Depuis décembre dernier, Jacques Genin a donc mis le nez dehors, montré sa frimousse au plus grand nombre. Il aura fallu attendre son 50e anniversaire pour qu’enfin, il admette que son talent devait être étalé au grand jour. Il a fallu toute la persuasion de son entourage pour qu’il accepte de se rendre dans cette maison de la rue de Turenne. Coup de foudre et des travaux qui mettent à jour de superbes pierres, un mur de brique et une arche. Au premier étage, un laboratoire de 400 m2 sans chambre froide car c’est la particularité de Jacques Genin, ne proposer que des chocolats frais dont la durée de vie n’excède pas dix jours. Au rez-de-chaussée, un espace de vente luxueux sans être prétentieux et un salon de thé agrémenté de quelques fleurs et d’un mur de roses sculptées comme pour rendre hommage à ce client qui un jour lui a indirectement botté les fesses pour qu’il quitte son restaurant et entre dans le monde de la gourmandise sucrée et cacaotée. Derrière les comptoirs, de la pâtisserie de restauration, toujours en petit nombre car préparée à la demande, du Paris-Brest à la tarte aux framboises en passant par le millefeuille et le chou à la crème. A côté, des friandises et confiseries type nougats, pâtes de fruits ou guimauves à la vanille, au piment d’Espelette, à la rose ou à la violette. Et enfin, une vingtaine de bonbons au chocolat sérigraphiés qui patientent avant de rejoindre d’élégantes boîtes argentées. S’il ne fallait en choisir qu’un pour comprendre la finesse du travail de ce fondeur en chocolat, ce serait assurément le « Menthe amante » qui renvoie au terminus des prétentieux l’After Eight de nos vieilles tantes qui feraient mieux de se mettre aux Hespérides, une ganache chocolat au lait au pamplemousse ou au Thé Toi, ganache au chocolat noir au thé Wu Long. Jacques l’a promis, il ne partira pas. Nos palais l’en remercient d’avance.

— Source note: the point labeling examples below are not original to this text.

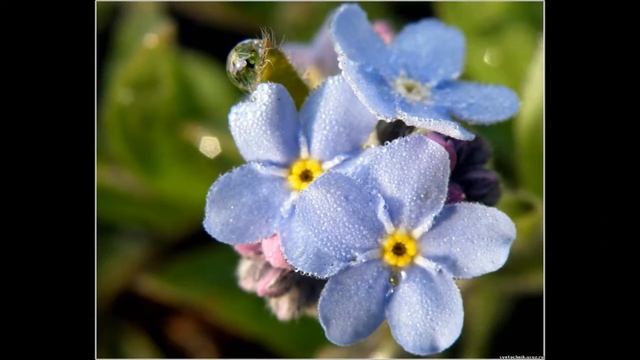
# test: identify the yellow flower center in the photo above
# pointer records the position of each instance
(303, 172)
(399, 249)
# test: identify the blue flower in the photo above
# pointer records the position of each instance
(391, 248)
(414, 77)
(286, 151)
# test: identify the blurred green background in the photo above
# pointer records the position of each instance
(165, 289)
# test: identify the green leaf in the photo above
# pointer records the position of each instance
(528, 129)
(159, 102)
(119, 258)
(203, 280)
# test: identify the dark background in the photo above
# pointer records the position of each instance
(165, 289)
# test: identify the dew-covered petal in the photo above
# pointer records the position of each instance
(332, 223)
(411, 174)
(371, 88)
(477, 103)
(425, 312)
(301, 56)
(432, 117)
(429, 51)
(335, 121)
(265, 126)
(469, 239)
(244, 205)
(356, 40)
(352, 302)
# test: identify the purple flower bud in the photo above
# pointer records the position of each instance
(301, 299)
(448, 144)
(249, 250)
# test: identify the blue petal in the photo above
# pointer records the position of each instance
(432, 117)
(332, 223)
(425, 312)
(243, 205)
(352, 302)
(469, 239)
(355, 39)
(477, 103)
(265, 126)
(429, 51)
(371, 88)
(335, 121)
(411, 174)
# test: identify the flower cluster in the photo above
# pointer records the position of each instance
(374, 232)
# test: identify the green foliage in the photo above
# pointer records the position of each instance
(158, 102)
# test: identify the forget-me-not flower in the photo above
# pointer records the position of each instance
(391, 248)
(286, 152)
(414, 77)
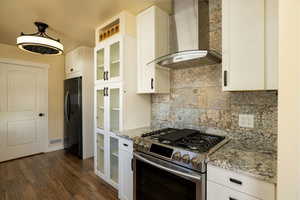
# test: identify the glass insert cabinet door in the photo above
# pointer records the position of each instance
(100, 69)
(114, 159)
(114, 110)
(114, 60)
(100, 109)
(100, 153)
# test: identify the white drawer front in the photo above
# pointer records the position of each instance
(126, 145)
(242, 183)
(220, 192)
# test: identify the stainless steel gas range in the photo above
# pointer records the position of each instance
(171, 164)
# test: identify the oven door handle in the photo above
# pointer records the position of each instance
(176, 172)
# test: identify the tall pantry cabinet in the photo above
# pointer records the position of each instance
(117, 105)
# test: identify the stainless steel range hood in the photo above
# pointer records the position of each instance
(189, 36)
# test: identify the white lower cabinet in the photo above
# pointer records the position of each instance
(227, 185)
(219, 192)
(125, 170)
(107, 158)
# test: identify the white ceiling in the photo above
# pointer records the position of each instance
(72, 21)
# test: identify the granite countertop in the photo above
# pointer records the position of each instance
(245, 154)
(131, 134)
(249, 157)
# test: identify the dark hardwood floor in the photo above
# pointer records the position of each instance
(54, 175)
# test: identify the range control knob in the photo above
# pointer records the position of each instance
(146, 147)
(176, 156)
(136, 141)
(196, 162)
(186, 158)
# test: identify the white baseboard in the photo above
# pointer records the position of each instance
(55, 147)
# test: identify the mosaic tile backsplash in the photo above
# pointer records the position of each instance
(197, 101)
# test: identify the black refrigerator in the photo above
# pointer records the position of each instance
(73, 116)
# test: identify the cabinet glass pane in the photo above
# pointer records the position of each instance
(100, 109)
(114, 159)
(114, 109)
(114, 65)
(100, 64)
(100, 153)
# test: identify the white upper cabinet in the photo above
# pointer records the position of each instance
(249, 42)
(109, 59)
(74, 61)
(152, 42)
(117, 106)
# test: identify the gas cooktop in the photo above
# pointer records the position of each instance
(185, 138)
(185, 147)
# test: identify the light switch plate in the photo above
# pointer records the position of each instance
(246, 120)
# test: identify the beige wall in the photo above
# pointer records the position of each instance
(55, 84)
(289, 101)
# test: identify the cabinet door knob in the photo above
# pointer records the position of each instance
(235, 181)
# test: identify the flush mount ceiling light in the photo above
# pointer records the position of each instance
(40, 42)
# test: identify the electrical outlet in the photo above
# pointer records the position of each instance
(246, 120)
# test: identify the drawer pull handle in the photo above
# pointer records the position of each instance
(235, 181)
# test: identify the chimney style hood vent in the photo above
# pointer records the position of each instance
(189, 39)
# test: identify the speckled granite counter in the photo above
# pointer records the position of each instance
(131, 134)
(249, 157)
(252, 155)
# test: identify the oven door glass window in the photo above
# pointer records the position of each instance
(153, 183)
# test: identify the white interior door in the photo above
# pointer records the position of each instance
(23, 111)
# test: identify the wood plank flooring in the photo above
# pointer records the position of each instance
(54, 175)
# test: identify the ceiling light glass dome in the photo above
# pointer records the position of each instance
(40, 42)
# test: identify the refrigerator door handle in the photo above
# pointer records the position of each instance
(67, 103)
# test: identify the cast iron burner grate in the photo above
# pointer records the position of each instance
(199, 142)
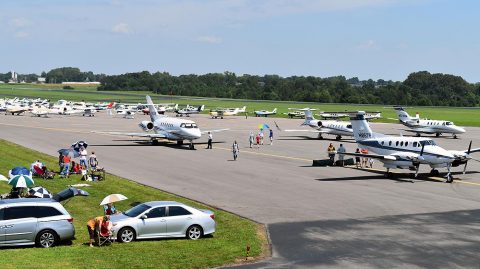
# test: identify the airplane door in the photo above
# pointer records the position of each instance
(155, 223)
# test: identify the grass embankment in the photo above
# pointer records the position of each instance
(226, 246)
(460, 116)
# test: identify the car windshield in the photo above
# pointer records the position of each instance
(137, 210)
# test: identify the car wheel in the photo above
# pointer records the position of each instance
(126, 235)
(194, 232)
(46, 239)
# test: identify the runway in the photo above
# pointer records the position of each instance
(328, 217)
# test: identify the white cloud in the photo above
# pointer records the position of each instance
(22, 34)
(210, 39)
(121, 28)
(19, 22)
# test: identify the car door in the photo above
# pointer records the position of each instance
(178, 220)
(21, 224)
(154, 225)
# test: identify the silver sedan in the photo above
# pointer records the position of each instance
(162, 219)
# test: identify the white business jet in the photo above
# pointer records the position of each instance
(406, 152)
(427, 126)
(331, 127)
(162, 126)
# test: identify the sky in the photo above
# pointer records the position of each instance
(368, 39)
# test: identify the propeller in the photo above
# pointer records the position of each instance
(418, 163)
(468, 155)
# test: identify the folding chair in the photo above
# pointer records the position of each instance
(105, 234)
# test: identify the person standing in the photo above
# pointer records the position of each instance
(210, 138)
(340, 152)
(235, 150)
(251, 139)
(83, 157)
(331, 152)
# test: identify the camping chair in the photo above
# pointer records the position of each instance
(105, 234)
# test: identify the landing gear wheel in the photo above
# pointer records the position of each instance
(194, 232)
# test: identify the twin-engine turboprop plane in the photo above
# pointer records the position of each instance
(331, 127)
(162, 126)
(426, 126)
(407, 152)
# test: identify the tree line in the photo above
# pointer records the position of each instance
(420, 88)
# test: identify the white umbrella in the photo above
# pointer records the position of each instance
(112, 198)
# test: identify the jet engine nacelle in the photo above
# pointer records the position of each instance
(146, 125)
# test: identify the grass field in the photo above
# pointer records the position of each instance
(460, 116)
(226, 246)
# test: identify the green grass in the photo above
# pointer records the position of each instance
(460, 116)
(226, 246)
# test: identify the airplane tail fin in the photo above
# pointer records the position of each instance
(361, 128)
(152, 110)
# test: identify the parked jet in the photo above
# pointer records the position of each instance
(162, 126)
(406, 152)
(188, 110)
(427, 126)
(331, 127)
(264, 113)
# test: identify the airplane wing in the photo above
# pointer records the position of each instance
(215, 131)
(150, 135)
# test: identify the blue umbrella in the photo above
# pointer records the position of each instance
(73, 153)
(19, 170)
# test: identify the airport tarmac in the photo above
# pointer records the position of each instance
(327, 217)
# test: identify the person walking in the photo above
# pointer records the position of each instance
(66, 166)
(235, 150)
(251, 139)
(210, 138)
(340, 152)
(331, 152)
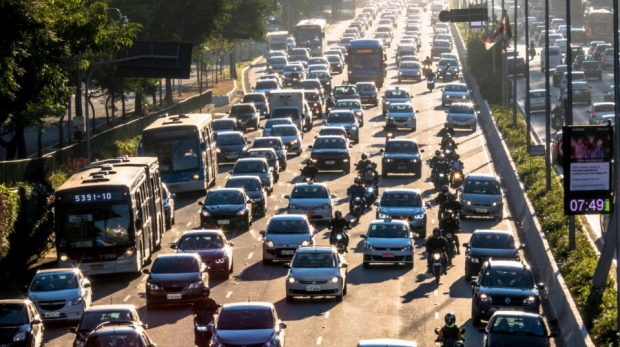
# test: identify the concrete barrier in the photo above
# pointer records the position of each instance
(562, 306)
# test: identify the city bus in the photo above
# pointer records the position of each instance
(366, 61)
(105, 221)
(310, 34)
(185, 147)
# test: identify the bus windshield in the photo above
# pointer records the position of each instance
(94, 225)
(177, 150)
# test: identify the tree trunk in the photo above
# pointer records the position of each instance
(168, 98)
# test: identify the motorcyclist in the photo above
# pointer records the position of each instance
(450, 331)
(310, 170)
(435, 243)
(356, 190)
(339, 225)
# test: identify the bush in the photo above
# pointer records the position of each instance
(599, 310)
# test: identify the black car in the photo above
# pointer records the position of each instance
(331, 153)
(100, 314)
(253, 188)
(516, 328)
(401, 156)
(368, 93)
(168, 206)
(247, 115)
(486, 244)
(121, 333)
(502, 285)
(592, 69)
(176, 278)
(226, 207)
(229, 145)
(20, 324)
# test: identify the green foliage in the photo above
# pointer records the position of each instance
(577, 267)
(9, 206)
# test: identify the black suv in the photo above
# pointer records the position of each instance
(401, 156)
(119, 333)
(331, 152)
(504, 284)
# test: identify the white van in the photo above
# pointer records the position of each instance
(555, 57)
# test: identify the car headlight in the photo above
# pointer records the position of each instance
(486, 298)
(20, 336)
(76, 301)
(195, 285)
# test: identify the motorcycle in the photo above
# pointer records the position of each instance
(430, 84)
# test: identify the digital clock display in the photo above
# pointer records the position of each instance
(587, 206)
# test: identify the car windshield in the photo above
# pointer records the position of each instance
(314, 260)
(267, 143)
(287, 226)
(340, 118)
(490, 187)
(329, 142)
(229, 140)
(174, 265)
(388, 231)
(511, 278)
(245, 319)
(224, 198)
(401, 147)
(51, 282)
(91, 320)
(390, 199)
(13, 314)
(284, 131)
(224, 124)
(518, 326)
(492, 240)
(198, 242)
(309, 192)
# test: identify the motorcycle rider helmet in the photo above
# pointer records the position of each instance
(450, 319)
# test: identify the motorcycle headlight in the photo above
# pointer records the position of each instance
(76, 301)
(20, 336)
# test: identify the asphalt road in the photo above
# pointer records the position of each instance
(383, 301)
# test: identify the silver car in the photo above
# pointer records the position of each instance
(284, 234)
(462, 115)
(348, 120)
(481, 195)
(311, 199)
(388, 242)
(454, 92)
(60, 294)
(317, 271)
(290, 135)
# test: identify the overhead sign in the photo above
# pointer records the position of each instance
(464, 15)
(588, 151)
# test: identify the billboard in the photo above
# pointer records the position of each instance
(587, 169)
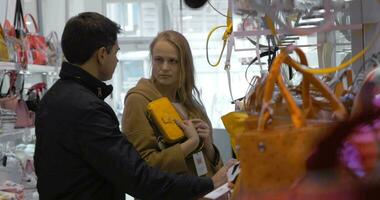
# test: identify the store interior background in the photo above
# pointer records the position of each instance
(141, 20)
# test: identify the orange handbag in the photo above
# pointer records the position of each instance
(163, 113)
(273, 149)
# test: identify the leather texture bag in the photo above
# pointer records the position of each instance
(273, 149)
(53, 51)
(36, 44)
(9, 100)
(163, 114)
(34, 96)
(4, 54)
(25, 117)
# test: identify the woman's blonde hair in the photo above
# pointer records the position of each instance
(186, 93)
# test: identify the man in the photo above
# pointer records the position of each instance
(80, 151)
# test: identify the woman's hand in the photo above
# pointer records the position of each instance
(204, 131)
(191, 134)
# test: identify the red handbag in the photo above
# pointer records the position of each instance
(36, 44)
(25, 117)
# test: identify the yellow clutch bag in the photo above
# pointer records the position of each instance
(163, 114)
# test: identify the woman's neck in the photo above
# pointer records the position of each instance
(166, 91)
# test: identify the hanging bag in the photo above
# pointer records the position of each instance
(9, 99)
(20, 34)
(25, 117)
(53, 51)
(34, 96)
(4, 55)
(273, 149)
(36, 44)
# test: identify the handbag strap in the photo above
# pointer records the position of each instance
(38, 87)
(338, 108)
(275, 77)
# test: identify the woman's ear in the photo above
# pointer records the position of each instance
(101, 55)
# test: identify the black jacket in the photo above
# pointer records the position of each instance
(81, 153)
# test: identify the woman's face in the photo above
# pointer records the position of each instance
(166, 64)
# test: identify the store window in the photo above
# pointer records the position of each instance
(136, 18)
(145, 18)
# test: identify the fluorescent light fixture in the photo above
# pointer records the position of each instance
(188, 17)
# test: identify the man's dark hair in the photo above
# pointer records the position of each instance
(86, 33)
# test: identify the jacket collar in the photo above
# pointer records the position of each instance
(73, 72)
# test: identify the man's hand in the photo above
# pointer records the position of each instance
(220, 177)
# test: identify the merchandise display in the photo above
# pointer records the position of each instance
(301, 93)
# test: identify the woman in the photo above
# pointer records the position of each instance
(172, 77)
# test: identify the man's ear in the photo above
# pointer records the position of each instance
(101, 55)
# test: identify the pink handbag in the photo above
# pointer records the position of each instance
(9, 100)
(25, 118)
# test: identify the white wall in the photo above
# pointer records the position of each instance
(53, 16)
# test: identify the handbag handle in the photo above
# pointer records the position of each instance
(12, 82)
(274, 77)
(36, 27)
(338, 108)
(19, 21)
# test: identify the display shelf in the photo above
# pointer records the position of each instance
(16, 135)
(31, 68)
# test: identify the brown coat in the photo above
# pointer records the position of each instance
(136, 126)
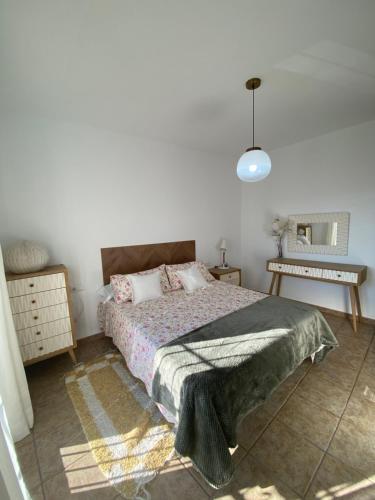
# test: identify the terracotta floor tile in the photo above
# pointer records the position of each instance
(361, 405)
(309, 420)
(252, 426)
(354, 444)
(280, 464)
(27, 440)
(237, 453)
(78, 486)
(29, 464)
(336, 480)
(281, 394)
(341, 375)
(346, 357)
(60, 450)
(37, 493)
(291, 457)
(55, 411)
(175, 482)
(253, 480)
(321, 390)
(334, 321)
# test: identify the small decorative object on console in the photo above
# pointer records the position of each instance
(279, 228)
(25, 257)
(223, 248)
(230, 275)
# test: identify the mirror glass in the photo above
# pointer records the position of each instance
(324, 233)
(317, 233)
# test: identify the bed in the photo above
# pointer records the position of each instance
(210, 357)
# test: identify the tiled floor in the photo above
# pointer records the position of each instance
(314, 439)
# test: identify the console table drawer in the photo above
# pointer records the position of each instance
(350, 275)
(40, 316)
(36, 349)
(340, 276)
(35, 284)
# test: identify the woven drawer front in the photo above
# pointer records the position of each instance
(39, 316)
(233, 278)
(37, 284)
(340, 276)
(313, 272)
(36, 349)
(37, 300)
(41, 332)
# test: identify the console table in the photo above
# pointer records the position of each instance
(341, 274)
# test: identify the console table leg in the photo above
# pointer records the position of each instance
(358, 303)
(354, 309)
(272, 283)
(279, 284)
(72, 355)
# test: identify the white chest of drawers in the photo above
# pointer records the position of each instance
(42, 313)
(343, 274)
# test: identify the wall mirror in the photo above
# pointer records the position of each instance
(319, 233)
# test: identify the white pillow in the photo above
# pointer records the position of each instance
(192, 279)
(105, 293)
(145, 286)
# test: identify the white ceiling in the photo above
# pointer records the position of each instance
(175, 69)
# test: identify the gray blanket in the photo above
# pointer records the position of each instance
(212, 377)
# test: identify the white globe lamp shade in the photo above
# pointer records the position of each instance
(254, 165)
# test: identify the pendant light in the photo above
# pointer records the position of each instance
(255, 164)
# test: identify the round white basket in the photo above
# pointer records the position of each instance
(25, 257)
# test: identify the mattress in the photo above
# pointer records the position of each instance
(139, 330)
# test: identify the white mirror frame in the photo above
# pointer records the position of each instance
(342, 218)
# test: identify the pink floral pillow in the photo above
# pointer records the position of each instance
(122, 288)
(174, 279)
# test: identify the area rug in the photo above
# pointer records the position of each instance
(129, 438)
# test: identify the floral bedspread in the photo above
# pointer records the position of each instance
(138, 331)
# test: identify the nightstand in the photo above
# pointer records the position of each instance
(230, 275)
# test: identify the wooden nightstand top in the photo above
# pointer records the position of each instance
(219, 272)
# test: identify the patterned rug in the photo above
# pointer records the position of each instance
(129, 438)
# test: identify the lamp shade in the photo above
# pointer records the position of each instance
(223, 245)
(253, 166)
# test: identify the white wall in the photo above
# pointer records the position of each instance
(331, 173)
(78, 189)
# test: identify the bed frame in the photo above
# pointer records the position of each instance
(136, 258)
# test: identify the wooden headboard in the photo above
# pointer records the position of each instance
(136, 258)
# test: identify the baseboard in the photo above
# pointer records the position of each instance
(90, 338)
(342, 314)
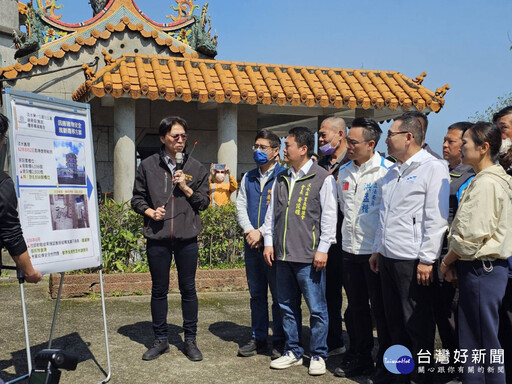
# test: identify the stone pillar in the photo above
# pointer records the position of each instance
(227, 138)
(124, 149)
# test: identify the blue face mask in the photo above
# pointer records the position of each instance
(260, 157)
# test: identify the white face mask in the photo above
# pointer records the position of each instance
(505, 146)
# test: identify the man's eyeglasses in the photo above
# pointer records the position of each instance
(177, 136)
(353, 143)
(391, 134)
(255, 147)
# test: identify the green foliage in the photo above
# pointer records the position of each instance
(124, 247)
(122, 242)
(502, 102)
(221, 241)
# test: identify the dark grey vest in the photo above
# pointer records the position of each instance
(458, 182)
(297, 215)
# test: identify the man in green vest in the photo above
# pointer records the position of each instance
(299, 228)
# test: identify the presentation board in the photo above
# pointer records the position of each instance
(52, 166)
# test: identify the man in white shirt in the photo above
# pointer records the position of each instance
(332, 142)
(299, 228)
(251, 206)
(359, 196)
(412, 222)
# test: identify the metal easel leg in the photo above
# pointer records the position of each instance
(106, 379)
(27, 341)
(54, 320)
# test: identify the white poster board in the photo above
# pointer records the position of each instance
(52, 166)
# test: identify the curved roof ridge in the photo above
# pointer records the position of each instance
(206, 80)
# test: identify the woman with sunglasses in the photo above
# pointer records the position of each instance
(480, 241)
(170, 189)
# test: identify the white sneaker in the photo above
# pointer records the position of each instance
(316, 366)
(337, 351)
(286, 361)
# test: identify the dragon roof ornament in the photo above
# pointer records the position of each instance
(44, 25)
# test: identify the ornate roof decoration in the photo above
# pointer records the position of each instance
(45, 30)
(187, 79)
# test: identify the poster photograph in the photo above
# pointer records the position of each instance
(52, 166)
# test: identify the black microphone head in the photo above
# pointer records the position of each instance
(179, 161)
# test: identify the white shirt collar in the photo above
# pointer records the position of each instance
(269, 171)
(303, 171)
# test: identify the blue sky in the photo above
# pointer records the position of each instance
(463, 43)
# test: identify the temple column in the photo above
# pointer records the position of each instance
(227, 137)
(124, 149)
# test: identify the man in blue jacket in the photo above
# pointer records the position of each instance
(252, 202)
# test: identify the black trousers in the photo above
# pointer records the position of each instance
(505, 329)
(407, 306)
(160, 255)
(481, 292)
(445, 302)
(334, 297)
(364, 296)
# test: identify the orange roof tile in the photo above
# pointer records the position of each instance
(211, 80)
(97, 31)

Chocolaterie – Salon de Thé Jacques Genin. 133, rue de Turenne. 3e. Tél. : 01 45 77 29 01.

 

Jacques Genin sur le grill :

Un restaurant : L’Arpège d’Alain Passard. 84, rue de Varenne. 7e. Tél. : 01 45 51 47 33.

Un bistrot : Chez Michel. 10, rue de Belzunce. 10e. Tél. : 01 44 53 06 20.

Un champagne : Jacques Selosse.

Un vin blanc : Condrieu

Un vin rouge : Bourgogne

Un film : Le Pianiste de Roman Polanski

Un livre : Cuisine Inspirée par Ingrid Astier chez Agnès Viénot Editions

Un disque : Mozart

Un passe-temps : être dans sa cuisine

Un quartier de Paris : l’Ile Saint-Louis

Une destination de vacances : la Guadeloupe.